The VSF boss said: “I think, as a people, as a government, we need to begin to put in place really the proper structures and modalities for responding to a number of the challenges we have. As for Boko Haram, I know that President Muhammad Buhari when he came to power – I believe it was in his inaugural speech – he said Nigeria was going to carry out a proper post-mortem and a proper analysis of the Boko Haram crisis to determine why and how we came to where we are.

“He said that in his speech.  I’m not aware that anything has been done in that direction. I’m not aware and we need to do that seriously so that as a nation like I said, we will be able to sit down to make a national resolve, following our understanding of what the issues are; to say never again shall we allow this particular situation to happen or to allow ourselves to be in the situation in which we are.

“But we need to understand it and have that level of national resolve to be able to move forward. I am afraid; we are still far from that. Like I have said earlier, the proper understanding of the issues, and that we have not been able to do with the Boko Haram insurgency.  We need to do that.

“For a long time when Boko Haram crisis was on, we fought ourselves to determine whether it was a terrorist organisation, but we were not for so many reasons. Today, we are trying to be politically correct about the number of the conflicts around us tagging them with labels we feel more comfortable about.”

Ochoche, however, said despite the shortfall in the initial fund projected for the organisations at its inception, which according to him was N6trillion, only N30billion had been accessed.

Despite this, he said about 200,000 children had benefitted from the VSF’s education support programme, adding that 20,000 women were also empowered under the organisation’s women economic empowerment programme.

Similarly, the peace and conflict expert said over 10,000 households had also benefitted from VSF’s agro support programme, stating that over 5,000 orphans and separated children were also captured under its foster health care programme.

“Five years ago, studies by the then Presidential Initiative on the North-east suggested that for the short term intervention in the North-east, we needed about six trillion naira to make a difference. The entire money pledged to VSF by Nigerians in 2014 was N54 billion, the committee was able to redeem under N30 billion and that is what we have been working with.
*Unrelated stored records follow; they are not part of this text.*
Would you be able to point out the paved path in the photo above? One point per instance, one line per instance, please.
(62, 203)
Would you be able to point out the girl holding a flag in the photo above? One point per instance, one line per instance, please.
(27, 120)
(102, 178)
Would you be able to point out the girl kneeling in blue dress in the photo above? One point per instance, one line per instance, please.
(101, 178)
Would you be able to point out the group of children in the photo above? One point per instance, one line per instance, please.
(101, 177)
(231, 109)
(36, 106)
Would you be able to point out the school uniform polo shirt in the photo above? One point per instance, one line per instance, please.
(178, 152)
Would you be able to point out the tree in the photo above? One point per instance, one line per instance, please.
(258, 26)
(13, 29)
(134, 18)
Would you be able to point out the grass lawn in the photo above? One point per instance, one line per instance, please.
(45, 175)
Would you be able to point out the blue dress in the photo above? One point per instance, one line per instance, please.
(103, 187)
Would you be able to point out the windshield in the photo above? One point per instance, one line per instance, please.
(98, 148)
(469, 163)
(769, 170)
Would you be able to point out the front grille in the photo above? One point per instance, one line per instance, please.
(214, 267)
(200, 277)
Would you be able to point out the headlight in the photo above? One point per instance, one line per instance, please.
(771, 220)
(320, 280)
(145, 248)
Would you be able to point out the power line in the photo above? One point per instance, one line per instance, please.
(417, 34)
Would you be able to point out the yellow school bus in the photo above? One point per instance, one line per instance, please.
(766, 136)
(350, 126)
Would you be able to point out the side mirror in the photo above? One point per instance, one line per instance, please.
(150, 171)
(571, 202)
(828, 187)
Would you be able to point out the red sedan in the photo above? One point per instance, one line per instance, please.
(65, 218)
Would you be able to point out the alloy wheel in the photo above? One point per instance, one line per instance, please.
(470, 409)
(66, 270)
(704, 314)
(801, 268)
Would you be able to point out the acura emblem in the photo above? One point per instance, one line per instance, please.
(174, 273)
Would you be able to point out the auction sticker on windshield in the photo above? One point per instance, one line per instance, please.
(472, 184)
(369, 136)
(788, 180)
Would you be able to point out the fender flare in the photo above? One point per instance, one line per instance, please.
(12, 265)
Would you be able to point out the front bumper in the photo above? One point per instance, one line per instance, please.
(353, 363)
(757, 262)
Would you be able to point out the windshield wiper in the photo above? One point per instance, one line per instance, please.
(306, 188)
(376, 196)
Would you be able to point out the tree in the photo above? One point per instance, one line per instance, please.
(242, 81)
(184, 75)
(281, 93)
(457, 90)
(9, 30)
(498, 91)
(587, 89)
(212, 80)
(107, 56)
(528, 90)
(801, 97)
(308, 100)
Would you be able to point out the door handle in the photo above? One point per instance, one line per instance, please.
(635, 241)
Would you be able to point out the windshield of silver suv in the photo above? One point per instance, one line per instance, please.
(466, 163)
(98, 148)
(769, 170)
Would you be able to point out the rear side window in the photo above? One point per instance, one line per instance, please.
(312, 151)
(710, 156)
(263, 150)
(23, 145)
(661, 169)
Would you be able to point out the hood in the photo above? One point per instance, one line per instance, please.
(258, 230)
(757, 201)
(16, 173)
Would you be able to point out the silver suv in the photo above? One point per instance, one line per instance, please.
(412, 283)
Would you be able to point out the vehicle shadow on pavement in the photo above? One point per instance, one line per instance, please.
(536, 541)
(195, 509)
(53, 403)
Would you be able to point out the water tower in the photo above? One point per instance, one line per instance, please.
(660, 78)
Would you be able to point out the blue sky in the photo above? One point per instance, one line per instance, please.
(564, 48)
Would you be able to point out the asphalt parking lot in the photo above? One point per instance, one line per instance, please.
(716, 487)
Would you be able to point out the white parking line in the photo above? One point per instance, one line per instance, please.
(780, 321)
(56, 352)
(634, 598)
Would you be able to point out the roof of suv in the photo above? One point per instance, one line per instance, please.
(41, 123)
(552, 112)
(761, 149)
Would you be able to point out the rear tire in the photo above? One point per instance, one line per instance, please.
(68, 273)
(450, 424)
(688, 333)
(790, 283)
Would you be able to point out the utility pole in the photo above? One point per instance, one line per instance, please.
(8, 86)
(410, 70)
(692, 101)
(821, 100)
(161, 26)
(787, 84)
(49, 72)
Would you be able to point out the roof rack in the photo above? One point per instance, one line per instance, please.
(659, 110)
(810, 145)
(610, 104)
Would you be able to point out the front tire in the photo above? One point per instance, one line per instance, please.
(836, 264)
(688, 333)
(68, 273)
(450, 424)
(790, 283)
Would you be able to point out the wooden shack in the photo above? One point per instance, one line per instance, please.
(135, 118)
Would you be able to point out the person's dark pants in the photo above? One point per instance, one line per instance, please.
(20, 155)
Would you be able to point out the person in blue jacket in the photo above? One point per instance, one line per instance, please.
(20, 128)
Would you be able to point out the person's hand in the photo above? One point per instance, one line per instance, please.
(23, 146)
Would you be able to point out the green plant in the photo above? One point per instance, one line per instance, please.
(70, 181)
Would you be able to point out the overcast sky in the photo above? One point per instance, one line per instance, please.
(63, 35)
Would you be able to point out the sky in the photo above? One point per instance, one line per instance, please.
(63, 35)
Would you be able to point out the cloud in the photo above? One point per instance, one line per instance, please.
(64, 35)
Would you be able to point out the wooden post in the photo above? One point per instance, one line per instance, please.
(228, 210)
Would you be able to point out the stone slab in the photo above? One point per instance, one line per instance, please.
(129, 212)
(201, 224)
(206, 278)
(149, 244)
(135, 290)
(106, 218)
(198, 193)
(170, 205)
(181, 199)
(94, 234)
“But the committee has been most prudent, putting structures in place to ensure accountability and maximum utilisation of every kobo that Nigerians have given. And that is why we boosted the Victims Support Fund and you are in the position to go out there and verify.

“There is no agency that has shown presence and made the impact like VSF has done in the North-east. From the area of education to our livelihood programme whether it is the women economic empowerment, our dry season agricultural support programme, or animals fed, healthcare programme, to our infrastructural programme, where we have reconstructed many schools, many local government secretariats, clinics.

“We have provided many boreholes across the North-east. Today, we have about 200,000 children who have benefited from our education support programme. We have over 20,000 women who have benefited from our women economic empowerment programme.

“We have over 10,000 households that have benefited from our agro support programme. We have over 5,000 orphans and separated children in our foster health care programme.

“We have built over 30 schools across the North-east. We have provided over 20 communities with water.  Over 10,000 patients have benefitted from our healthcare support programme across the North-east.”